Durvalumab With or Without Tremelimumab in Combination With Chemotherapy as First-Line Therapy for Metastatic Non-Small-Cell Lung Cancer: The Phase III POSEIDON Study
- Abstract
- Purpose: The open-label, phase III POSEIDON study evaluated tremelimumab plus durvalumab and chemotherapy (T + D + CT) and durvalumab plus chemotherapy (D + CT) versus chemotherapy alone (CT) in first-line metastatic non-small-cell lung cancer (mNSCLC).
Methods: Patients (n = 1,013) with EGFR/ALK wild-type mNSCLC were randomly assigned (1:1:1) to tremelimumab 75 mg plus durvalumab 1,500 mg and platinum-based chemotherapy for up to four 21-day cycles, followed by durvalumab once every 4 weeks until progression and one additional tremelimumab dose; durvalumab plus chemotherapy for up to four 21-day cycles, followed by durvalumab once every 4 weeks until progression; or chemotherapy for up to six 21-day cycles (with or without maintenance pemetrexed; all arms). Primary end points were progression-free survival (PFS) and overall survival (OS) for D + CT versus CT. Key alpha-controlled secondary end points were PFS and OS for T + D + CT versus CT.

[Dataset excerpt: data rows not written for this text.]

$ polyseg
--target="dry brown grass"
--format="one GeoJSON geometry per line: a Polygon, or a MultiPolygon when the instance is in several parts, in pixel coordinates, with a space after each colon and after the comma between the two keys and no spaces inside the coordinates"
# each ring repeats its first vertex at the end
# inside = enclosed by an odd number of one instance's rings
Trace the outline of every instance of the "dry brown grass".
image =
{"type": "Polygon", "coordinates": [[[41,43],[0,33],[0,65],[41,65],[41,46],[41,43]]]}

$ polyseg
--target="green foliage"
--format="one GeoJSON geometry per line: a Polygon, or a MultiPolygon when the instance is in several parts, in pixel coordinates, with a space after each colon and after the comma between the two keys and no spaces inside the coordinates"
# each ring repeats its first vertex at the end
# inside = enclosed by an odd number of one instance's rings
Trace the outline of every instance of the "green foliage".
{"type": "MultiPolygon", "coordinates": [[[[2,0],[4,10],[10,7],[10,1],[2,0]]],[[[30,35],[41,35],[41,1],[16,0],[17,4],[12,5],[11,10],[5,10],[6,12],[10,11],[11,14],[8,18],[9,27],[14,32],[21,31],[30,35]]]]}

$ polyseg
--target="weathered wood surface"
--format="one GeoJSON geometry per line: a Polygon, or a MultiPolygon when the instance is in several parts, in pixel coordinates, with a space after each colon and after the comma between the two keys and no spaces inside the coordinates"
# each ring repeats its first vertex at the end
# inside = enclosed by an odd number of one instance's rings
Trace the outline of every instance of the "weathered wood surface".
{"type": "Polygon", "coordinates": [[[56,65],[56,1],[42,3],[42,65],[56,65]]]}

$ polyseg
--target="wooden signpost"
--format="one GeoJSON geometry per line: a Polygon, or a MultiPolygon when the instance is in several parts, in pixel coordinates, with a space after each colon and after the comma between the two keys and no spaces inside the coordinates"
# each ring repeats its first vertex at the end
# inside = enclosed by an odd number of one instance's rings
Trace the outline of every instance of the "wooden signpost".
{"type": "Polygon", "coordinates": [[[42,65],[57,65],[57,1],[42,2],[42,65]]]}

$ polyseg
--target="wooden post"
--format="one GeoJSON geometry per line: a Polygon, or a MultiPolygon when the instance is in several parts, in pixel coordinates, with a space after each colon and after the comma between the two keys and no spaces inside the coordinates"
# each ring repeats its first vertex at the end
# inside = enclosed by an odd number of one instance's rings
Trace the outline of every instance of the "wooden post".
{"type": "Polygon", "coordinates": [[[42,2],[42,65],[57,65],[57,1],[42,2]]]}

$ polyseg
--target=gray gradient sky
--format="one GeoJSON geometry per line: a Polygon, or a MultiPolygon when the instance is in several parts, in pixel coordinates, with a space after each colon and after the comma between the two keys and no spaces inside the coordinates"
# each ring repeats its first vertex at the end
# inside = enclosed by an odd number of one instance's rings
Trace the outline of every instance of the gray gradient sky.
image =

Results: PFS was significantly improved with D + CT versus CT (hazard ratio [HR], 0.74; 95% CI, 0.62 to 0.89; P = .0009; median, 5.5 v 4.8 months); a trend for improved OS did not reach statistical significance (HR, 0.86; 95% CI, 0.72 to 1.02; P = .0758; median, 13.3 v 11.7 months; 24-month OS, 29.6% v 22.1%). PFS (HR, 0.72; 95% CI, 0.60 to 0.86; P = .0003; median, 6.2 v 4.8 months) and OS (HR, 0.77; 95% CI, 0.65 to 0.92; P = .0030; median, 14.0 v 11.7 months; 24-month OS, 32.9% v 22.1%) were significantly improved with T + D + CT versus CT. Treatment-related adverse events were maximum grade 3/4 in 51.8%, 44.6%, and 44.4% of patients receiving T + D + CT, D + CT, and CT, respectively; 15.5%, 14.1%, and 9.9%, respectively, discontinued treatment because of treatment-related adverse events.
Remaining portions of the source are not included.